On 8/30/24 16:15, LIU Zhiwei wrote:
From: TANG Tiancheng <tangtiancheng....@alibaba-inc.com>
In RISC-V, vector operations require initial configuration using
the vset{i}vl{i} instruction.
This instruction:
1. Sets the vector length (vl) in bytes
2. Configures the vtype register, which includes:
SEW (Single Element Width)
LMUL (vector register group multiplier)
Other vector operation parameters
This configuration is crucial for defining subsequent vector
operation behavior. To optimize performance, the configuration
process is managed dynamically:
1. Reconfiguration using vset{i}vl{i} is necessary when SEW
or vector register group width changes.
2. The vset instruction can be omitted when configuration
remains unchanged.
This optimization is only effective within a single TB.
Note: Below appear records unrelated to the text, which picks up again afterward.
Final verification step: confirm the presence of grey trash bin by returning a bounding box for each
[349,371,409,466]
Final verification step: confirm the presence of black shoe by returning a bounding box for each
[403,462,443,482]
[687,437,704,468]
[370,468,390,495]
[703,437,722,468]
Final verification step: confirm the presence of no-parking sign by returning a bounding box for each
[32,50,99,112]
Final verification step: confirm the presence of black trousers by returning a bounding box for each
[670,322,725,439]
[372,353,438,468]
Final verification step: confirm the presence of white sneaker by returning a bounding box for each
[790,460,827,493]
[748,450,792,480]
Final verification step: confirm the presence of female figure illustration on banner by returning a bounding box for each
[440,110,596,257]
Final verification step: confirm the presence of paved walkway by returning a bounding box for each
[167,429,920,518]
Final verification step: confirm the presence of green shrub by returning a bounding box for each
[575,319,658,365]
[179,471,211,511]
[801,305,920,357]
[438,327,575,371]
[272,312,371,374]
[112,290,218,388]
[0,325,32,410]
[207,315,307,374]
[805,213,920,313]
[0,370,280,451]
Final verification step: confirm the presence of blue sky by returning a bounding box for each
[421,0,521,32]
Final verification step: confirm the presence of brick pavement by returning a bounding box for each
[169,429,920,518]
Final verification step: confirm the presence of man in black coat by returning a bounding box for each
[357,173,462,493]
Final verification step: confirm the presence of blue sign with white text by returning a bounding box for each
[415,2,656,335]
Each TB requires reconfiguration at its start, as the current
state cannot be obtained from hardware.
Signed-off-by: TANG Tiancheng <tangtiancheng....@alibaba-inc.com>
Signed-off-by: Weiwei Li <liwei1...@gmail.com>
Reviewed-by: Liu Zhiwei <zhiwei_...@linux.alibaba.com>
---
tcg/riscv/tcg-target.c.inc | 104 +++++++++++++++++++++++++++++++++++++
1 file changed, 104 insertions(+)
diff --git a/tcg/riscv/tcg-target.c.inc b/tcg/riscv/tcg-target.c.inc
index 5ef1538aed..49d01b8775 100644
--- a/tcg/riscv/tcg-target.c.inc
+++ b/tcg/riscv/tcg-target.c.inc
@@ -119,6 +119,7 @@ static TCGReg tcg_target_call_oarg_reg(TCGCallReturnKind
kind, int slot)
#define GET_VREG_SET(vlen) (vlen == 64 ? ALL_QVECTOR_REG_GROUPS : \
(vlen == 128 ? ALL_DVECTOR_REG_GROUPS : \
ALL_VECTOR_REGS))
+#define riscv_vlenb (riscv_vlen / 8)
#define sextreg sextract64
@@ -168,6 +169,18 @@ static bool tcg_target_const_match(int64_t val, int ct,
* RISC-V Base ISA opcodes (IM)
*/
+#define V_OPIVV (0x0 << 12)
+#define V_OPFVV (0x1 << 12)
+#define V_OPMVV (0x2 << 12)
+#define V_OPIVI (0x3 << 12)
+#define V_OPIVX (0x4 << 12)
+#define V_OPFVF (0x5 << 12)
+#define V_OPMVX (0x6 << 12)
+#define V_OPCFG (0x7 << 12)
+
+#define V_SUMOP (0x0 << 20)
+#define V_LUMOP (0x0 << 20)
+
typedef enum {
OPC_ADD = 0x33,
OPC_ADDI = 0x13,
@@ -263,6 +276,11 @@ typedef enum {
/* Zicond: integer conditional operations */
OPC_CZERO_EQZ = 0x0e005033,
OPC_CZERO_NEZ = 0x0e007033,
+
+ /* V: Vector extension 1.0 */
+ OPC_VSETVLI = 0x57 | V_OPCFG,
+ OPC_VSETIVLI = 0xc0000057 | V_OPCFG,
+ OPC_VSETVL = 0x80000057 | V_OPCFG,
} RISCVInsn;
/*
@@ -355,6 +373,35 @@ static int32_t encode_uj(RISCVInsn opc, TCGReg rd,
uint32_t imm)
return opc | (rd & 0x1f) << 7 | encode_ujimm20(imm);
}
+typedef enum {
+ VTA_TU = 0,
+ VTA_TA,
+} RISCVVta;
+
+typedef enum {
+ VMA_MU = 0,
+ VMA_MA,
+} RISCVVma;
Do these really need enumerators, or would 'bool' be sufficient?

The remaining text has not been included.